My phone rang, pulling me from any delusions of love I might have been having. Drying my hand, I picked it up and set it on the side of the tub on speakerphone.
“Caro?” My sister’s name bumbled out of my mouth like a question, likely because we didn’t speak daily at home. We loved one another, but Caro was an extrovert, and I was the resident introvert.
“Tuvy, are you okay? Mom just told me everything. She’s back from the Minister’s.”
He might be our uncle, but we never called him by his name—Elon—onlythe Minister.
“I’m fine. I haven’t really had to do much yet… I guess I’m waiting on Cinder, and then it will all start…” I sank a little deeper into the bubbly warmth.
“That’s why I’m calling. Apparently Cinder is refusing to come now. She’s very upset about—” I heard her take a breath. “The kid,” she finished, her voice almost nonexistent.
“What?” I’d never expected that. My mind was always on Cinder getting what, or who, she wanted. “She’s keeping Magnum,” I stated, thinking she was getting exactly what she’d begged for and then some. “Isn’t that all she wants? Her man?” I spoke quietly, wondering if maybe Cinder would give up and move on, and I wouldn’t have to do the transfer.
“Yes, but she said since he had a child with someone else, apparently that takes something away from her. Makes it less special. At least that’s what I heard through my channels.”
This gave me a little laugh. My sister had channels, and I craved peace and solitude. “The Minister won’t allow her not to raise Blake as her own. You heard Blake can do some complicated emotional telling or showing already, in kinder?” There was no reason to lie to Caro; she’d hear it eventually if not already.
“Mom told me as much, and said to keep it quiet. But she is now telling Cinder she has no choice but to come and follow through. Mom is spitting mad, and annoyed she has to do the Minister’s dirty work while holding Ceci together. By the way, Ceci is crying nonstop and I haven’t seen Magnum.”
I blew out a long exhale.
“Are you okay?” my sister thought to ask me. “Is Donovan being nice?”
I slopped my free hand out of the water and dried it on the towel over the edge of the tub. With it, I attempted to smooth my hair back, feeling fidgety over the Donovan conversation. “I’m fine, mostly spending time in my room outside of doing what is needed.”
“At the Christmas party, I saw you two talking. I wondered if maybe there was more.”
There was no way I was giving in to my sister’s prying or theorizing. “No, he was ordering a drink and I was at the bar.”
“Hmm,” she responded.
I knew Caro, and she was a dog with a bone when it came to gossip. But we were not flirting, at least not for long. Donovan was apparently betrothed, and I was forbidden to be happy for some unknown reason.

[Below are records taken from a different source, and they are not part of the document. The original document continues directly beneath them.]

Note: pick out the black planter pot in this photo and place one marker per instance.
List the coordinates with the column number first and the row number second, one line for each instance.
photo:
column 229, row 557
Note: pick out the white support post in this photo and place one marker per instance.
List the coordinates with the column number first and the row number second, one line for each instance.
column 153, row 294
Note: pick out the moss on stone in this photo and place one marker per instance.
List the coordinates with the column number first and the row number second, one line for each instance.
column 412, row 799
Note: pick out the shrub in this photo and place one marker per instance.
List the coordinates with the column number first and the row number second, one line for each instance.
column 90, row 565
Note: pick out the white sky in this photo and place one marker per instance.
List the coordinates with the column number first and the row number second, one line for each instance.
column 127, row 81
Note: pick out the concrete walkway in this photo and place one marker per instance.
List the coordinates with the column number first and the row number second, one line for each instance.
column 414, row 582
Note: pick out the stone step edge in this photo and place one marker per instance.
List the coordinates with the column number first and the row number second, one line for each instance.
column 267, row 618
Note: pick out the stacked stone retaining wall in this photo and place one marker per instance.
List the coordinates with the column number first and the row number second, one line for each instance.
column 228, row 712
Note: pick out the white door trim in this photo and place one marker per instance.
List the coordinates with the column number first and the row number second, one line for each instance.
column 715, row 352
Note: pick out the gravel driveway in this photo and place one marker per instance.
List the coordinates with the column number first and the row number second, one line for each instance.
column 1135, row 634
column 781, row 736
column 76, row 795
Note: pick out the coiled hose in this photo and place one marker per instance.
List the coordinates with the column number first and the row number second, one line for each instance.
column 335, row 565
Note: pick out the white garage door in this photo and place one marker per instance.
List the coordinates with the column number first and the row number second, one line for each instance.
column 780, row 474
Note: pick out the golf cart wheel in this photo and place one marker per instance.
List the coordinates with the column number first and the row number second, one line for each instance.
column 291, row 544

For a quick beat, I wondered who Ceci had picked for him, and I couldn’t help but be curious why it was under such wraps.
Caro finally relented and changed the conversation. “I thought maybe you would make it back for Christmas, but I think Cinder is really digging her heels in. I’m sorry, I’ll miss you.”
“Yes, it looks like I’ll be having dinner in the hotel and taking a hot bath for the holiday.”
“Sounds sort of nice, yeah?” My sister didn’t enjoy the confines of routine and the holiday the way I did. Caro was to excitement and living loud like I was to solitude and quiet.
“You know what? It kind of does,” I admitted, letting Caro off the hook.
“Listen, call me if you need to talk,” she said in a rare moment of sisterly love.